MH: Yeah, I think a lot of people are afraid of social media. But I have a view that with some things you’ve got to run the risk to shape the risk. And I had a discussion earlier this year with a peer of mine about social media in a setting of about 40 people, and he said, “Our philosophy is, ‘In God we trust, everything else we block.’” Literally their view was, we’ll block this off, and we’ll block it forever. And I was like, you know, you’re being blind to the fact it’s still occurring. It can occur off-network. Maybe your organization has issued handhelds; you might have blocked it on your corporate network, but on those handhelds they can go to Facebook, Twitter, Yammer, you name it. Or, when if you block it there, they’ll do it from their home system, and they’ll do it anonymously. It will happen, because it’s just the way in which the world is going. Much like years ago when people were worried about the transition to e-mail from snail mail. Letting a browser on a client and connecting to the Internet – I think at any point of major connectivity and commnuciation means that have evolved, people have been afraid of it. And I think the people who have put their head in the sand to try and stop it, have made it a great risk for themselves, because it’s happening in a way they can’t shape it. A lot of these things involve people and behaviours. How do you shape people and behaviours, other than through training and awareness and adoption and learning through the mistakes? You’re better off doing those things in the early stages, rather than keep your fingers in the dyke as it’s leaking through and having it burst. We focused a lot on training and awareness, and a lot on enabling it internally. By having a social computing platform within the company, I have a lot less risk than someone feeling a need to blast something out to share confidential information or a negative opinion of something on an internal forum? Because we allow for the reasonable use of that internally, people will sometimes share relatively negative, pointed views on stuff. Better to do that internally, within the family, than outside where it gets picked up by the press and twisted in some forum or creating more negative churn? Internally, we can go, “Maybe that’s person’s right,” and have a constructive dialogue internally.

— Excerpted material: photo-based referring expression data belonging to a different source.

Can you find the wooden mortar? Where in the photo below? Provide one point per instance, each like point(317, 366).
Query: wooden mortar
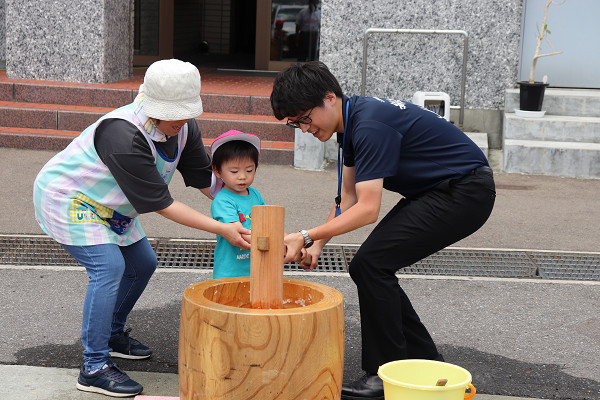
point(229, 349)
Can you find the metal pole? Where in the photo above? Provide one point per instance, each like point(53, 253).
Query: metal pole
point(421, 31)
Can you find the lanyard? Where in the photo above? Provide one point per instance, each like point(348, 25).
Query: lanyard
point(338, 199)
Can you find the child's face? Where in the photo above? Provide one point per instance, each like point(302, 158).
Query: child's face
point(238, 174)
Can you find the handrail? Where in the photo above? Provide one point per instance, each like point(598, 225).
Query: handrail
point(422, 31)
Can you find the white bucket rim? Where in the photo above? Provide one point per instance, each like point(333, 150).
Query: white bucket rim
point(395, 382)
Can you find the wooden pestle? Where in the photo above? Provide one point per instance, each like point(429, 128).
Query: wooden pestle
point(266, 257)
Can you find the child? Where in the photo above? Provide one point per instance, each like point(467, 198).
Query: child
point(234, 163)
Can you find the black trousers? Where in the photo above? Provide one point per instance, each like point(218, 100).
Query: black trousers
point(411, 231)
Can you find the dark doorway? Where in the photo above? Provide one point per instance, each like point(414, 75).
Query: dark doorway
point(215, 33)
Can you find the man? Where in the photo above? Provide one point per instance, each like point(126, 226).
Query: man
point(448, 191)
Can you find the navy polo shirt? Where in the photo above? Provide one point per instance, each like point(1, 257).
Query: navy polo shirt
point(411, 148)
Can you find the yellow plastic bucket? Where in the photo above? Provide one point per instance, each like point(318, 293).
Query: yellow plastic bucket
point(418, 380)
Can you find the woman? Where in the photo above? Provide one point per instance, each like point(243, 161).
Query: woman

CIO Canada: You won an award from RSA for making security a priority internally at Intel. What have you done?
MH: We’ve got kind of a vanity URL internally around security. We started back in 2005, kind of recognizing where things were going to go with computing, and even with social, even though it wasn’t called social computing at that time. We changed our security strategy to be, “people are the new perimeter,” and really focused on the people and behavioural aspects of certain things. So we have that portal which has all the policies and things on it, we do a lot of end-user awareness and training, which we try to make pertinent. We also have, across the company for probably at least four or five years now, generated getting the company to 100 per cent completion of that awareness training. We’ve got a tops-down tone that this is important from our CEO, we’ve revised the training courses and call out key messages annually. They’re online, they’ve video, they’re interactive. One covers privacy, one covers security. We do awareness articles on our main company portal. We’ve done stuff on how to protect your children on the Internet. You might wonder why you would want to do that in your corporation, but we want their behaviours to translate into work, travel and home. If they have good practices for protection of information in their home it’s going to translate to work. It also makes it a bit of an employee benefit, because we have a lot of folks with children, and hopefully they’re creating a generation of folks that are more savvy with this stuff.